Sam: Another big differentiator is software. The hardware in existing systems might be new, but the software is decades old and almost impossible to integrate with modern workflows and existing equipment. Our philosophy from the beginning has been open source. The API protects things like motor controls for safety, but otherwise, we want people to use the system however they need. We don’t want to lock anything behind doors. Open usage is what drives product development and community.
Casey: What’s something about building hardware that people underestimate?
Sam: Software is one thing people underestimate. A lot of hardware companies either don’t think enough about software or they overthink it and make it proprietary. We don’t want to build software as a product—we let software people do that, and we focus on what we know.
Another thing people underestimate is how hard hardware is. With software, you can roll back changes. With hardware, you can’t just hit control-Z. You have to understand what broke, fix it, and make sure you didn’t create a new problem. It’s a constant cycle of break it, fix it, test it, and hope it works.
Casey: Can you talk more about the design process? How do you build something that works in a community lab, an academic lab, and a clinical lab?
Chiu: It always comes back to workflow. If you don’t understand how people actually work, you’re just guessing. People say, “Just label everything,” but it’s all the little details that make a system seamless.
When we moved the robot into Genspace, it took ~30 minutes. That’s because we designed it with wheels and modularity. Those details matter. The system is modular—you can upgrade parts without replacing the whole machine. We’re already working on a refrigeration module that can be added later, right in the field.
Casey: Looking ahead, what do well-automated labs look like in ten years?
Chiu: I think automation should streamline execution so humans can focus on designing experiments and making mistakes.
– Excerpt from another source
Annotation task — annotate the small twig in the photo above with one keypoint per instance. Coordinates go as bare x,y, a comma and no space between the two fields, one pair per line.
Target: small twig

A lot of lab processes are already streamlined—PCR, real-time PCR—but the in-between parts aren’t connected yet.
Automation should help move things around and make execution more efficient. But innovation still starts at the bench. Humans are very good at experimenting—including messing things up. A lot of discoveries happen because someone forgot something and came back later and realized it worked. Automation should support that, not replace it.
What excites me about Genspace is that it’s always open. People come in because they’re curious about biology. You don’t need credentials—you can just check it out. That’s the best thing about a community lab.
Casey: Before we wrap, is there anything else you’d want someone to know about Openshelf?
Sam: We talk a lot about labs and pharmacies because that’s our starting point, but you can store almost anything in this system. Anyone dealing with physical inventory has this problem. Keeping it open source lets users ultimately define what it becomes.
–
Chiu Chau is a notable figure in the field of biotechnology and robotics, recognized for his role as a self-employed hacker and co-founder of Opentrons, the biggest open-source laboratory automation company in NYC.
Sam Chau is a robotics and automation executive, known for leading UFACTORY’s U.S. expansion and accelerating the adoption of collaborative robotics.